Perhaps you’re familiar with the acronym ABC. Not the Jacksons song, nor a Sesame Street bit. No, I am referring to that subset of the wine-drinking public whose disdain for Chardonnay is so intense it has led them to become part of the ABC-crowd. Sort of a viticultural Tea Party of sorts, this is a loose aggregation of rebel wine drinkers who band together in locations all over the country, with the express purpose of drinking Anything But Chardonnay.
(Apologies for generalizations here; the purpose of this post isn’t actually to offer cohesive analysis of anything to do with ABC adherents, I’m just trying to set up my story!)
To date, the phenomenon has not been something that has worried me. While I recognize, courtesy of a syndrome I like to think of as the “blaming-the-varietal-for-the-method” syndrome (see previous post on Carignane!), that Chardonnay’s reputation has taken a bit of a beating in recent years, I am so engaged by, and entranced with, Ridge Chardonnay, and so regularly in the position of both proselytizing for them, and enjoying the astonished and delighted reactions of near-instant converts who taste them, that it rarely occurs to me to remember that there might be a problem.

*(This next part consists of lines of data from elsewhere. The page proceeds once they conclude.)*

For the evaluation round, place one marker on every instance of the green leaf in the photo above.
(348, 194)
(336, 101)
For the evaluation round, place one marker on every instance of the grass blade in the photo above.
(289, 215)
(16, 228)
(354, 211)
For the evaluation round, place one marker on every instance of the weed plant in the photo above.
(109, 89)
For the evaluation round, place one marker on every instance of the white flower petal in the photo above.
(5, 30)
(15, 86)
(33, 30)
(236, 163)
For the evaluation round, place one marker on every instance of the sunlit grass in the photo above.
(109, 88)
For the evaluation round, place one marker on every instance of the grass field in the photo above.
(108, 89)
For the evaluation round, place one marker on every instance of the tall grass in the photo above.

Our Chardonnays are what I like to think of as “excitement wines,” though for the purposes of this story, it might be more appropriate to name them as “very pleasant surprise wines”; because this tends to be what most people experience when they first try them. They read the winemaker’s notes, and take heed of the fact that we use almost entirely American Oak for our barrel program. And they note that the wines are both fermented and aged in barrel. And that they go through full malolactic fermentation (albeit via wild yeasts!). And more often than not, they then form an opinion as to how the wine will taste. And then they taste. And what they taste is citrus and tropicality; minerality and yeast, acidity and viscosity, complexity and elegance. What they don’t taste is … well … you know what I’m going to say …
So anyhow, here I am hidden away on our lil’ mountain, happily espousing the joys of tasting Ridge Chardonnay, while out there in the world, outside my lil’ oeno-bubble, it appears the problem is worse than I thought. I can’t recall who said it, or when, but it was something to the effect of, “you know you’re famous when you’re in a New York Times Crossword Puzzle.” Well, in this case, I guess you know a problem is real when it shows up in similar fashion.
Last night, I was at table, casual-style, eating some simple leftovers, drinking a glass of 2007 Ridge Vineyards Carmichael Zinfandel (if this was pure fiction, I would have had it that I was drinking Ridge Chardonnay, but alas, it was indeed a zin!), and trying to wrap up the Sunday crossword before next Sunday, and I see the following clue:
And before going to see what 5-down actually looks like, I’m thinking; honeysuckle? pear? lemon custard? citrus? apricot? And then I find 5-down. Three blank spaces. Yep, you guessed it.